Is "a sensible Keynesian" an oxymoron?

Parviziyi writes:

I'm disappointed that the Econolog bloggers have nothing to say (as of yet) about the big "quantitative easing" initiative announced by the Fed yesterday. I can count the lame and incoherent post by Bryan Caplan, above, as "nothing to say". Arnold has been interesting betimes over the past six months. He needs to talk about this, si vous plait.

R. Pointer writes:

See the instant effects of Milton's helicopter drop...

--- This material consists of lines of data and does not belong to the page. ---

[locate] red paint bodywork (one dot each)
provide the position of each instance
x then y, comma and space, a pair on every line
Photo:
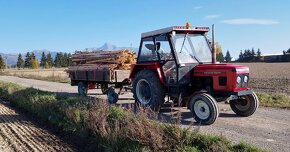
153, 66
202, 70
216, 70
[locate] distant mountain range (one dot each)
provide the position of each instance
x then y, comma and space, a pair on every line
12, 58
108, 46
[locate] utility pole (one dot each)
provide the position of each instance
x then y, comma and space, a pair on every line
5, 62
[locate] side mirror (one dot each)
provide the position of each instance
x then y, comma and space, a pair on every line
152, 46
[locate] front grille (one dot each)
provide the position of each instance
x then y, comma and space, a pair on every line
242, 84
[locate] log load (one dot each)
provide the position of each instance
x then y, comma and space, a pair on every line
103, 60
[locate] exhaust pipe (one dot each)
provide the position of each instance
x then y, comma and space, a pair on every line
213, 52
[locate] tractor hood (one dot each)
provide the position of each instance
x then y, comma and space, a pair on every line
222, 67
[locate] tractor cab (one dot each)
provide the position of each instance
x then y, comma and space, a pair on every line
177, 50
178, 64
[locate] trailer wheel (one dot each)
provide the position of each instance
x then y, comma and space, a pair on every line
104, 88
82, 89
245, 105
148, 90
112, 96
204, 108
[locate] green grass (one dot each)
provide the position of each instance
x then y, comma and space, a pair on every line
274, 100
50, 78
47, 78
98, 125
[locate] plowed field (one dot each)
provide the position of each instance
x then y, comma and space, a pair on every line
269, 77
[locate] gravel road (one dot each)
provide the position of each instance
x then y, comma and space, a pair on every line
18, 133
268, 128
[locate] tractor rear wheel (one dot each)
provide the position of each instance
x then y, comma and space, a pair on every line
104, 88
82, 89
148, 90
245, 105
204, 108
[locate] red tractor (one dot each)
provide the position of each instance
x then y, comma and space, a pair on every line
179, 63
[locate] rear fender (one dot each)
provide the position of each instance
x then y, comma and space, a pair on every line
154, 66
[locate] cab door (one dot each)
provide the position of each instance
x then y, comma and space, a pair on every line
167, 60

http://orderemerges.wordpress.com

I am still thinking through its effects.

gnat writes:

Anyone who believes that the paradox of thrift is explained by this: http://econlog.econlib.org/archives/2009/03/vertical_lm_is.html is likely to regard all Keynesian conclusions as a mystery.

Jay writes:

What a sensible Keynesian would say:

"I no longer consider myself a Keynesian"

Joshua Lyle writes:

Jay,
one who want's to be taken seriously by people that do not consider Keynesianism to by sensible, perhaps?

El Presidente writes:

Alas, I predict that when we hit 3% inflation, Keynesians in power will not proclaim, "We've done what we can do. The rest is up to the market." I'm not sure whether sensible Keynesians don't get power, or whether power leads sensible Keynesians to hold their tongues or lose their heads.

And what prevents a sensible Keynesian from becoming a moderate Marxist at that 3% mark? If we exhaust our ability to ease the situation by bingeing on cash, we might have to finally think about where we put it and why, not just how much we print. Keynes' make-work predilection for purposes of recovery suggests a means of transfer that brings markets back into balance through the orderly movement of money into the hands of those who will spend it to meet their basic needs. You don't have to anticipate violent revolution to take an interest in healthy distribution.

Now you can all shun the evil economist for being "political". Go ahead. I can take it.:-)

Troy Camplin writes:

I'm surprised you're not talking about the fact that the Fed just printed up $1 trillion. Whatever the Fed and Treasury may be led by, it's not "sensible Keynesians." Just Keynesians. I'm really looking forward to the massive inflation coming up.